# Fire Alarm requirement thresholds



## cheyer (Dec 30, 2009)

Happy Holidays

I'd like to get a feel from other AHJ's on when you require a F/A install in an existing building undergoing T.I. work.

What is your trigger for installation? At what point would you consider the T.I. work to be "new" construction, therefore requiring the F/A installation as in a new building.

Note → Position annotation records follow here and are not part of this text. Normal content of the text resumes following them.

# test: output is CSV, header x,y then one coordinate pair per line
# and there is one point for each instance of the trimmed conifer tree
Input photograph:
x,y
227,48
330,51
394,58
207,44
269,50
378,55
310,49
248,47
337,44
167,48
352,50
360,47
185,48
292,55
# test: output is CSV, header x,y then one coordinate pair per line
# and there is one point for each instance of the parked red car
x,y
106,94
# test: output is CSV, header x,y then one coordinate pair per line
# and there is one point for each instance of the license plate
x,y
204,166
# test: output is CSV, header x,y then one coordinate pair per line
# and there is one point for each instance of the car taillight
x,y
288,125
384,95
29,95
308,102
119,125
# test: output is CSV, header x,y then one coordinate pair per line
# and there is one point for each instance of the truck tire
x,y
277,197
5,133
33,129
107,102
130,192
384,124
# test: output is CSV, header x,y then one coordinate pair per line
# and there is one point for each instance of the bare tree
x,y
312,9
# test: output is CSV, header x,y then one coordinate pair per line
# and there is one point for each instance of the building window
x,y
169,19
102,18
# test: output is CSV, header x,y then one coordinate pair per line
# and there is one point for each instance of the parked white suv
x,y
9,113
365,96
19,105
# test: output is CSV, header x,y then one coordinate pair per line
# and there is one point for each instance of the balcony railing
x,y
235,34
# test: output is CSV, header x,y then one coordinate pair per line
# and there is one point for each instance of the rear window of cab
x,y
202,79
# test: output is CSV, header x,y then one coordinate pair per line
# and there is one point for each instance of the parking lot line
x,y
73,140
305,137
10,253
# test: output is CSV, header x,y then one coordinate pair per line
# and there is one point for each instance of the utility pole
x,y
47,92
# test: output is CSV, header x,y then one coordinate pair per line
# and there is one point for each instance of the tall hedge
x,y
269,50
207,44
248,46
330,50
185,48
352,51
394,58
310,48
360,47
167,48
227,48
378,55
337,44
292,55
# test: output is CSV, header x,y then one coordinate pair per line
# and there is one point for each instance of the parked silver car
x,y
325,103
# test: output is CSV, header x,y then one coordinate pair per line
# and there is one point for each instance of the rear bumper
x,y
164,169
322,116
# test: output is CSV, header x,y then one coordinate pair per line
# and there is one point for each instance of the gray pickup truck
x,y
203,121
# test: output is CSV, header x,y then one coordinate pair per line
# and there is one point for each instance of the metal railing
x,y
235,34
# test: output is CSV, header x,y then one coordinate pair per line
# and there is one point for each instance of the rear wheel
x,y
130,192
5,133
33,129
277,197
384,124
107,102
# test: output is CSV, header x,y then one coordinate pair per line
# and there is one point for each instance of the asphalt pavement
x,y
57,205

Does anybody use a formula for F/A installation on existing buildings that is similar to sprinklers for existing building's ( more than 50% of the square footage, or more than 50% of the value, etc.)

Thanks.


----------



## cda (Dec 30, 2009)

Re: Fire Alarm requirement thresholds

1. change of ocuupancy type

2. 50 % value of building

3. Local admendment if building is empty over six months

4. If building has an existing system and remodel space is not up to code will require a/v's and other related items everytime a remodel is done.


----------



## FM William Burns (Dec 30, 2009)

Re: Fire Alarm requirement thresholds

I believe if one is using IBC and IFC one is bound by 907 and 907.3 respectively (unless amended).  If the work being done increases the parameters or thresholds of IBC 907.2 for the various occupancy types there could be an argument for the “new” option but then you’re stuck with IBC Chapter 34 and your back to IFC 907.3. unless there is a change in occupancy where one can apply IBC 907 (as applicable) or IBC 3410 is used. (if I understand IBC to IFC correctly).

Our fire code uses 1/101 and we have “whichever...... blah, blah” language in both the building and fire code adoption ordinance and 101 lays it out pretty clear for protection of existing buildings and alterations or additions and when "new" comes into play regarding fire protection.


----------